Re: Two questions for the price of one
> Just because something's been reorganized and turned into floats doesn't mean the original data is not there.
If it were "reorganized and turned into floats", that would be correct. However, that's not what happens during model training.
To start with, the floats don't come from the data ingested, they are already there. Model training starts with the full-sized model, only it's weights (the massive amount of floats) are initialized to random values in the range 0.0 to 1.0 Training merely adjusts the weights of the models.
Next, the amount of data ingested has nothing to do with the model size. If my model is 5GiB in size, it will be 5GiB after 1 sample, 1000 samples, or 10E12 samples have been ingestested. So by application of the laws of entropy, the model is incapable of storing the ingested data.

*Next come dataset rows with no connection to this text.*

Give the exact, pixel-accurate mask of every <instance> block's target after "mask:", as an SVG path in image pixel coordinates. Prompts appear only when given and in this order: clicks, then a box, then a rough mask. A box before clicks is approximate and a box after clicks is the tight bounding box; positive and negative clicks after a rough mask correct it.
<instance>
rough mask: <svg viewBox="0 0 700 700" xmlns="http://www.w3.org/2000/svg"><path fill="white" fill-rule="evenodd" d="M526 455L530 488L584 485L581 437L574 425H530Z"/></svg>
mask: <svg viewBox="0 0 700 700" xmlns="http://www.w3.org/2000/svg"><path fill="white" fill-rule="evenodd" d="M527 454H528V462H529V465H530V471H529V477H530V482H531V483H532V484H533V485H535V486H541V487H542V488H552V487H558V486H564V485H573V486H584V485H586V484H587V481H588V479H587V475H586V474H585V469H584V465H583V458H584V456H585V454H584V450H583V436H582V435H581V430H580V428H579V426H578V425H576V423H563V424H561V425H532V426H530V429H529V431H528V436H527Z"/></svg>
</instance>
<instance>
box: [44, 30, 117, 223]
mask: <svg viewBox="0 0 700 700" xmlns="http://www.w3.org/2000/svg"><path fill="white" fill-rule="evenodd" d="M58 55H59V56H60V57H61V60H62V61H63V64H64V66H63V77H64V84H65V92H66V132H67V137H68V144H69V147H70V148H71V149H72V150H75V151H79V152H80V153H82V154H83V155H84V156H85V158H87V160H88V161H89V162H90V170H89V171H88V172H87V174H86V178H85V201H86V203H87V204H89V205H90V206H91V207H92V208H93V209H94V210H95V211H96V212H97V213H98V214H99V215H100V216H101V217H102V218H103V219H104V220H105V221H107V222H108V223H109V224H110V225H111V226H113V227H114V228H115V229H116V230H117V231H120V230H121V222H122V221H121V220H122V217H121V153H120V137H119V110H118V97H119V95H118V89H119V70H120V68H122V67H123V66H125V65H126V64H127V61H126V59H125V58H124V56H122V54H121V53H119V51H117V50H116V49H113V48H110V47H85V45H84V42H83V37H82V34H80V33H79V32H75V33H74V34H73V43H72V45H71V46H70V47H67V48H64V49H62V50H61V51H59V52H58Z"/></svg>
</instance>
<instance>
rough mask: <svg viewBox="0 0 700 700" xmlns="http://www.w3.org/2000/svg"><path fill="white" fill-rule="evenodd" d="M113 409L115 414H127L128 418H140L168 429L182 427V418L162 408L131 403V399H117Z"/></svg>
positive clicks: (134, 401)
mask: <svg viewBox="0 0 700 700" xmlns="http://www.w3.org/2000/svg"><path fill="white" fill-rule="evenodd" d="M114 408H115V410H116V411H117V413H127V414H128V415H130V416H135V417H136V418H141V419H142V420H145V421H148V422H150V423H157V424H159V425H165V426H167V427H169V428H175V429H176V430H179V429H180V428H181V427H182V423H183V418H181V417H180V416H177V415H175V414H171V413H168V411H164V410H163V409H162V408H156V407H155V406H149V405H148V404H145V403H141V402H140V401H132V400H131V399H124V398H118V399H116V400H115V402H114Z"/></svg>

In a storage device, the amount of information stored is directly correlated to the amount of space needed to store it. Even if I had a 1:1000 compression, I would still need 42x more storage if I want to store 42x the information.

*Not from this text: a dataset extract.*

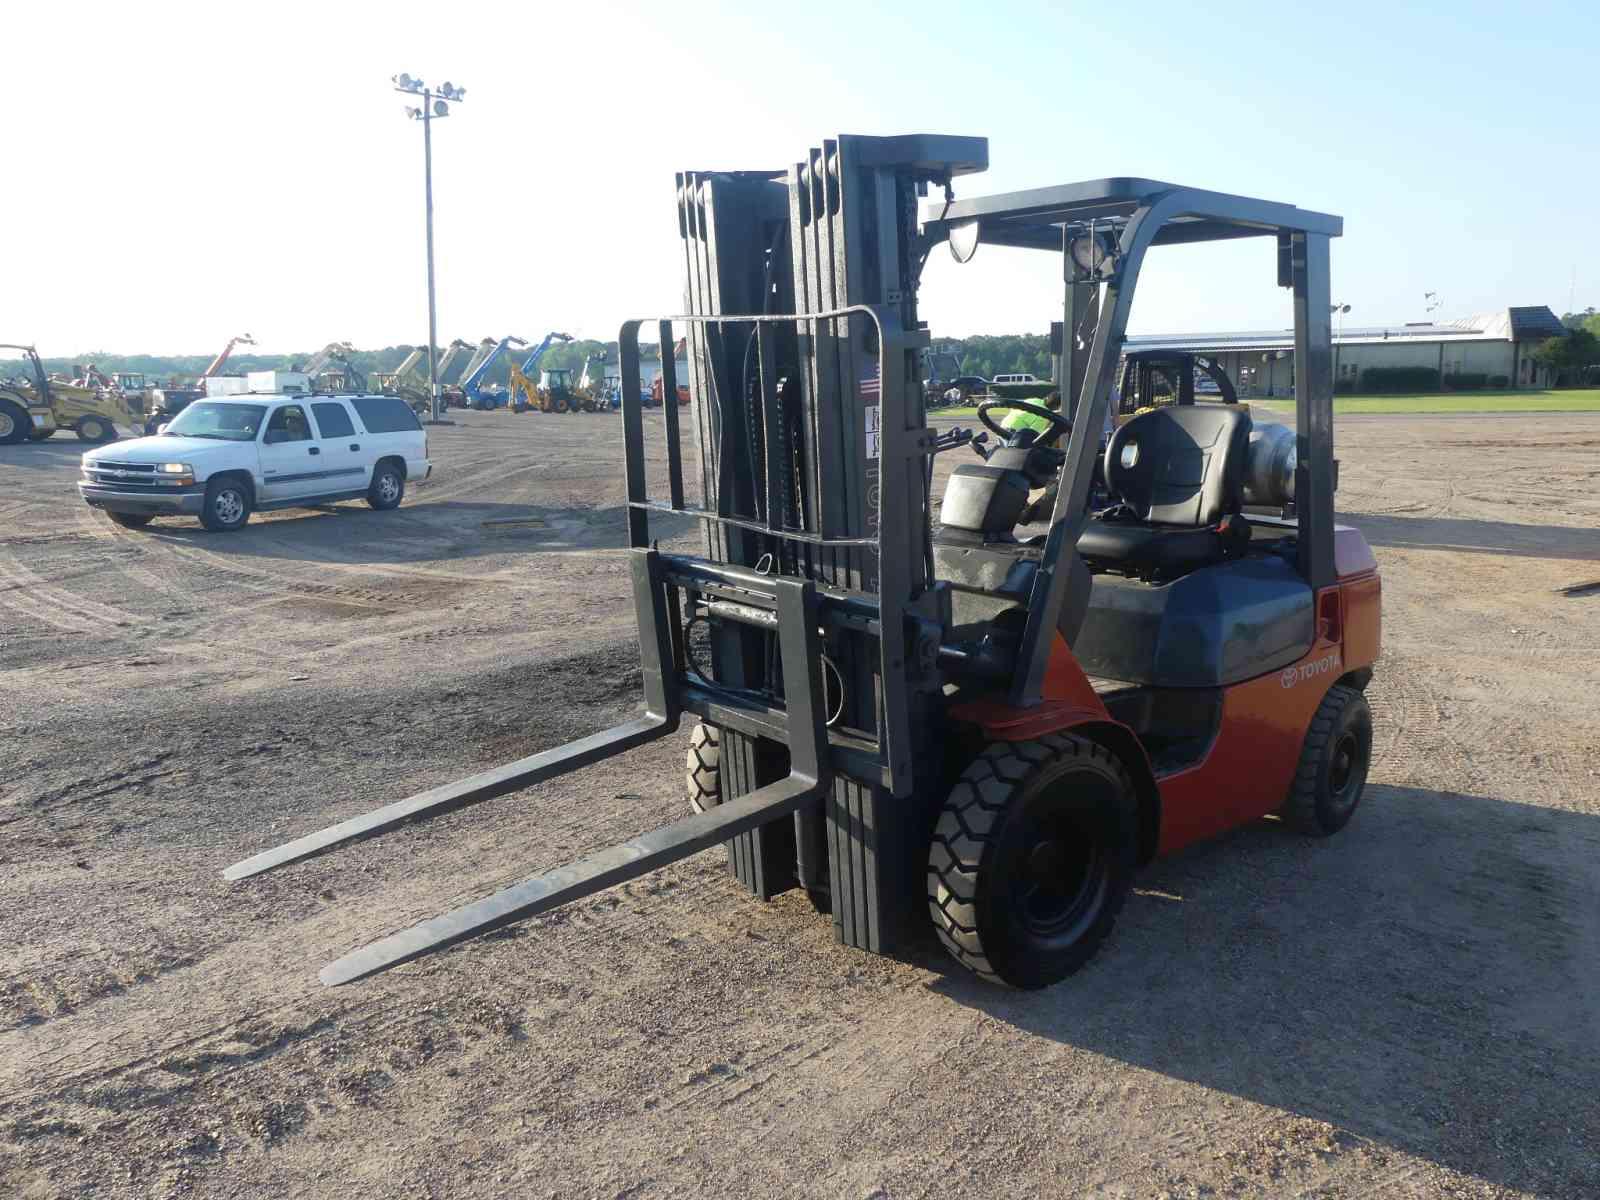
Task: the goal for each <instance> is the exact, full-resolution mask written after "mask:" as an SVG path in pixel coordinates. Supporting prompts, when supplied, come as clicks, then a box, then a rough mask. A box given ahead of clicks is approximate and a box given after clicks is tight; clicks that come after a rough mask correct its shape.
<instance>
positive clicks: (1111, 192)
mask: <svg viewBox="0 0 1600 1200" xmlns="http://www.w3.org/2000/svg"><path fill="white" fill-rule="evenodd" d="M987 160H989V147H987V141H986V139H982V138H955V136H923V134H917V136H888V138H878V136H840V138H834V139H827V141H824V142H822V144H821V146H819V147H813V149H811V150H810V152H808V154H806V155H805V157H803V158H802V160H800V162H795V163H792V165H789V166H787V168H786V170H762V171H685V173H682V174H678V176H677V202H678V232H680V237H682V242H683V251H685V262H686V309H688V312H686V314H683V315H677V317H667V318H653V320H648V322H646V320H629V322H626V323H624V325H622V328H621V336H619V368H621V376H622V443H624V456H626V485H627V534H629V544H630V547H632V549H630V573H632V594H634V606H635V614H637V619H638V645H640V661H642V677H643V712H642V714H640V715H637V717H635V718H632V720H627V722H624V723H622V725H618V726H616V728H611V730H605V731H600V733H594V734H590V736H587V738H582V739H579V741H574V742H570V744H566V746H560V747H555V749H550V750H544V752H541V754H534V755H530V757H526V758H520V760H517V762H512V763H506V765H504V766H498V768H493V770H488V771H483V773H478V774H474V776H470V778H467V779H461V781H456V782H450V784H443V786H440V787H434V789H430V790H426V792H421V794H418V795H413V797H410V798H405V800H398V802H395V803H390V805H387V806H384V808H379V810H376V811H373V813H368V814H365V816H357V818H352V819H349V821H342V822H339V824H336V826H333V827H330V829H323V830H320V832H315V834H309V835H306V837H301V838H298V840H294V842H290V843H288V845H283V846H277V848H274V850H264V851H261V853H258V854H254V856H253V858H248V859H245V861H242V862H237V864H234V866H232V867H227V869H226V870H224V877H226V878H230V880H238V878H245V877H250V875H256V874H259V872H264V870H272V869H277V867H283V866H288V864H291V862H298V861H301V859H307V858H312V856H315V854H323V853H326V851H330V850H334V848H338V846H342V845H349V843H352V842H357V840H362V838H368V837H373V835H378V834H382V832H386V830H390V829H395V827H397V826H402V824H406V822H411V821H421V819H427V818H434V816H438V814H442V813H448V811H453V810H458V808H462V806H466V805H472V803H478V802H485V800H490V798H494V797H502V795H507V794H510V792H520V790H523V789H528V787H533V786H534V784H539V782H542V781H547V779H552V778H555V776H560V774H566V773H570V771H576V770H579V768H582V766H586V765H589V763H594V762H598V760H602V758H608V757H611V755H618V754H622V752H626V750H630V749H634V747H637V746H643V744H646V742H653V741H659V739H662V738H667V736H669V734H674V731H677V730H678V728H680V725H682V723H683V720H685V718H686V717H693V718H698V720H699V722H701V723H699V726H698V728H696V731H694V736H693V744H694V752H691V758H690V765H691V778H690V798H691V802H693V803H691V810H693V811H690V814H686V816H685V818H683V819H680V821H677V822H674V824H669V826H666V827H664V829H656V830H653V832H648V834H643V835H640V837H637V838H634V840H630V842H626V843H622V845H619V846H613V848H610V850H603V851H600V853H595V854H590V856H589V858H584V859H581V861H578V862H573V864H570V866H565V867H560V869H557V870H550V872H544V874H538V875H533V877H530V878H526V880H523V882H522V883H517V885H514V886H509V888H506V890H502V891H498V893H494V894H490V896H486V898H485V899H478V901H474V902H470V904H466V906H462V907H459V909H454V910H453V912H446V914H443V915H440V917H434V918H432V920H426V922H422V923H419V925H416V926H413V928H408V930H402V931H398V933H392V934H389V936H386V938H381V939H379V941H376V942H373V944H370V946H365V947H360V949H354V950H352V952H349V954H346V955H344V957H342V958H339V960H336V962H333V963H330V965H328V966H326V968H323V971H322V981H323V982H325V984H330V986H334V984H347V982H350V981H355V979H362V978H366V976H371V974H374V973H378V971H384V970H387V968H392V966H395V965H398V963H405V962H408V960H413V958H418V957H421V955H426V954H432V952H437V950H442V949H445V947H448V946H453V944H456V942H461V941H466V939H470V938H477V936H482V934H485V933H488V931H491V930H498V928H501V926H506V925H509V923H514V922H522V920H526V918H530V917H534V915H538V914H544V912H549V910H552V909H555V907H560V906H563V904H570V902H571V901H576V899H579V898H584V896H589V894H592V893H595V891H600V890H603V888H610V886H614V885H618V883H622V882H626V880H632V878H637V877H640V875H643V874H646V872H650V870H654V869H658V867H661V866H664V864H669V862H674V861H678V859H683V858H686V856H690V854H694V853H698V851H701V850H707V848H710V846H715V845H718V843H723V845H725V846H726V850H728V861H730V867H731V872H733V875H734V878H736V880H738V883H739V885H741V886H742V888H746V890H747V891H749V893H750V894H754V896H757V898H762V899H768V898H771V896H774V894H778V893H782V891H787V890H803V891H805V893H806V894H808V896H810V898H811V901H813V902H814V906H816V907H818V909H819V910H822V912H827V914H829V915H830V920H832V925H834V931H835V936H837V939H838V941H840V942H843V944H846V946H851V947H858V949H861V950H867V952H874V954H901V952H904V950H906V949H909V947H910V946H912V944H915V942H917V941H920V939H926V930H928V925H930V923H931V926H933V930H934V933H936V934H938V938H939V941H942V944H944V946H946V949H947V950H949V952H950V955H952V957H954V958H955V962H957V963H960V965H962V966H965V968H966V970H970V971H971V973H974V974H976V976H979V978H982V979H986V981H990V982H995V984H1002V986H1010V987H1043V986H1048V984H1053V982H1056V981H1059V979H1062V978H1066V976H1069V974H1070V973H1072V971H1075V970H1077V968H1080V966H1082V965H1083V963H1085V962H1088V960H1090V958H1091V957H1093V955H1094V954H1096V950H1098V949H1099V947H1101V946H1102V944H1104V942H1106V939H1107V936H1109V933H1110V930H1112V923H1114V922H1115V918H1117V914H1118V910H1120V909H1122V907H1123V902H1125V899H1126V898H1128V893H1130V890H1131V885H1133V878H1134V872H1136V870H1138V869H1139V866H1141V864H1144V862H1147V861H1150V859H1152V858H1155V856H1157V854H1168V853H1173V851H1176V850H1179V848H1182V846H1187V845H1190V843H1194V842H1197V840H1200V838H1206V837H1213V835H1218V834H1221V832H1224V830H1227V829H1234V827H1238V826H1243V824H1246V822H1253V821H1258V819H1261V818H1266V816H1270V814H1277V816H1278V818H1280V819H1282V821H1283V824H1285V826H1290V827H1294V829H1299V830H1304V832H1307V834H1312V835H1330V834H1334V832H1338V830H1339V829H1342V827H1344V826H1346V822H1349V821H1350V818H1352V814H1354V813H1355V810H1357V806H1358V803H1360V797H1362V790H1363V786H1365V781H1366V771H1368V763H1370V758H1371V744H1373V718H1371V712H1370V709H1368V704H1366V701H1365V698H1363V690H1365V686H1366V683H1368V682H1370V680H1371V672H1373V662H1374V661H1376V659H1378V650H1379V589H1381V586H1379V576H1378V565H1376V560H1374V557H1373V554H1371V550H1370V549H1368V547H1366V542H1365V541H1363V539H1362V536H1360V533H1357V531H1355V530H1349V528H1342V526H1338V525H1336V523H1334V520H1333V517H1334V510H1333V496H1334V459H1333V406H1331V394H1333V373H1331V339H1330V323H1328V322H1330V317H1328V312H1330V309H1328V248H1330V240H1331V238H1333V237H1338V235H1339V234H1341V232H1342V222H1341V219H1339V218H1336V216H1326V214H1322V213H1312V211H1306V210H1301V208H1294V206H1291V205H1285V203H1272V202H1266V200H1253V198H1246V197H1238V195H1226V194H1218V192H1206V190H1197V189H1190V187H1179V186H1174V184H1165V182H1157V181H1150V179H1134V178H1117V179H1098V181H1091V182H1078V184H1066V186H1058V187H1042V189H1035V190H1027V192H1016V194H1003V195H989V197H978V198H955V194H954V182H955V181H957V179H960V178H963V176H970V174H973V173H978V171H982V170H986V168H987ZM930 190H934V192H936V194H938V192H942V198H938V197H936V198H933V200H931V202H930V203H928V206H926V208H925V210H923V211H922V213H920V214H918V198H922V197H926V195H928V192H930ZM1240 237H1262V238H1270V240H1272V243H1274V245H1275V250H1277V254H1275V264H1277V280H1275V282H1277V283H1278V286H1283V288H1288V290H1291V293H1293V299H1294V328H1296V342H1294V346H1296V349H1294V354H1296V384H1298V389H1299V390H1298V395H1296V429H1294V440H1296V458H1294V466H1293V472H1291V474H1290V475H1283V474H1282V472H1280V474H1278V475H1275V477H1270V478H1269V477H1267V475H1269V472H1253V466H1258V464H1251V462H1250V456H1251V448H1250V446H1251V443H1250V434H1251V418H1250V414H1248V411H1243V410H1240V408H1238V406H1230V405H1194V406H1162V408H1157V410H1154V411H1150V413H1141V414H1138V416H1134V418H1133V419H1130V421H1126V422H1125V424H1122V426H1120V427H1115V430H1114V434H1112V435H1110V438H1109V442H1107V445H1106V448H1104V453H1101V451H1099V445H1101V434H1102V429H1104V427H1106V424H1107V421H1106V418H1107V414H1109V405H1110V397H1112V390H1114V387H1112V386H1114V382H1115V378H1114V376H1115V371H1117V363H1118V358H1120V355H1122V349H1123V342H1125V326H1126V322H1128V310H1130V306H1131V302H1133V296H1134V286H1136V283H1138V280H1139V274H1141V267H1142V264H1144V258H1146V254H1147V253H1149V251H1152V250H1154V248H1158V246H1166V245H1187V243H1192V242H1210V240H1224V238H1240ZM941 243H944V245H946V246H947V248H949V251H950V253H952V254H954V258H955V259H957V261H960V262H965V261H970V259H971V258H973V254H974V253H978V251H979V250H981V246H984V245H1000V246H1016V248H1026V250H1032V251H1038V253H1040V254H1043V256H1048V269H1053V270H1056V272H1059V274H1058V275H1056V278H1061V280H1062V306H1064V317H1066V320H1064V328H1069V330H1075V331H1085V336H1082V338H1069V339H1064V341H1062V344H1061V349H1059V352H1058V354H1056V357H1054V365H1053V370H1054V376H1056V386H1058V387H1059V389H1061V394H1062V397H1064V400H1066V402H1064V403H1062V406H1061V410H1059V411H1054V410H1050V408H1043V406H1040V405H1032V402H1029V400H1003V402H1000V406H1016V408H1037V410H1038V411H1040V413H1043V414H1045V418H1046V421H1048V424H1050V429H1048V430H1046V432H1043V434H1037V432H1035V430H1029V432H1027V435H1026V437H1010V435H1006V434H1005V430H1003V429H1002V427H1000V426H997V424H995V426H994V432H995V435H997V437H1000V438H1002V442H1000V443H998V445H994V446H992V448H987V446H979V448H981V450H987V454H986V456H984V458H982V459H981V461H966V462H962V464H960V466H957V467H955V469H954V472H952V474H950V478H949V483H947V486H946V491H944V498H942V506H941V507H939V510H938V520H934V490H933V461H934V456H936V454H941V453H958V451H960V450H962V448H963V446H974V443H976V442H978V438H976V437H974V434H973V432H971V430H963V429H942V430H941V429H934V427H930V424H928V419H926V413H925V397H923V389H922V379H920V371H918V366H920V362H922V354H923V350H925V349H928V346H930V334H928V331H926V330H925V326H923V323H922V322H920V320H918V317H917V286H918V278H920V274H922V267H923V262H925V261H926V258H928V254H931V253H934V251H936V250H938V248H939V246H941ZM678 333H682V334H683V336H686V338H688V355H686V357H688V370H690V386H691V395H693V397H694V405H693V408H691V410H688V416H690V418H691V419H688V421H685V419H683V418H680V413H678V408H677V406H675V405H667V406H666V408H664V410H662V413H661V416H659V418H653V419H651V422H650V424H648V426H646V422H645V414H643V403H642V389H640V363H642V346H640V341H642V336H646V338H648V339H650V341H654V342H656V344H658V347H659V362H661V370H662V376H664V378H662V386H664V392H667V394H672V392H674V390H675V389H677V384H678V381H677V378H675V376H677V368H675V365H674V355H672V346H674V339H675V338H677V336H678ZM986 416H987V414H986ZM987 422H992V418H989V421H986V424H987ZM646 434H648V440H650V442H658V438H659V442H658V445H661V443H664V456H666V472H664V482H662V483H658V486H656V488H654V490H651V486H650V485H648V480H650V478H651V475H653V474H654V472H650V474H646ZM686 437H693V438H694V440H696V442H698V446H699V470H698V472H691V470H686V469H685V458H686V456H685V453H683V440H685V438H686ZM1096 461H1099V462H1101V467H1102V474H1104V477H1106V483H1107V488H1109V493H1110V494H1112V496H1114V502H1112V504H1107V506H1104V507H1099V509H1094V510H1091V507H1090V504H1088V498H1090V485H1091V478H1093V474H1094V466H1096ZM1246 482H1253V485H1254V486H1256V493H1254V494H1253V496H1251V498H1248V499H1246ZM1046 483H1054V485H1056V496H1054V502H1053V506H1051V510H1050V514H1048V523H1045V531H1042V533H1037V534H1032V536H1019V530H1018V514H1019V512H1021V509H1022V506H1024V504H1026V502H1027V496H1029V491H1030V490H1034V488H1038V486H1043V485H1046ZM1290 499H1293V501H1294V502H1293V510H1290V507H1288V501H1290ZM683 517H690V518H693V520H696V522H698V523H699V525H701V526H702V530H704V546H702V547H701V552H699V554H674V552H667V550H662V549H659V547H658V544H656V530H654V523H656V522H659V520H661V518H669V520H682V518H683Z"/></svg>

> They have been known to do so
Yes, they have. In most experiments showcasing that, those were very few, very specific cases, that were only found because people looked at the training data, picked samples they knew occured in many copies in the dataset, and then prompting for exactly that data.
And even then the output wasn't exactly the same as the sample data.
This is the result of overfitting. and it is something that methodology in ML actively tries do avoid, because it degrades model performance by negatively impacting the models ability to generalize.
Does that mean the model stores the data? No. It means the model is biased towards certain patterns more than it is to others.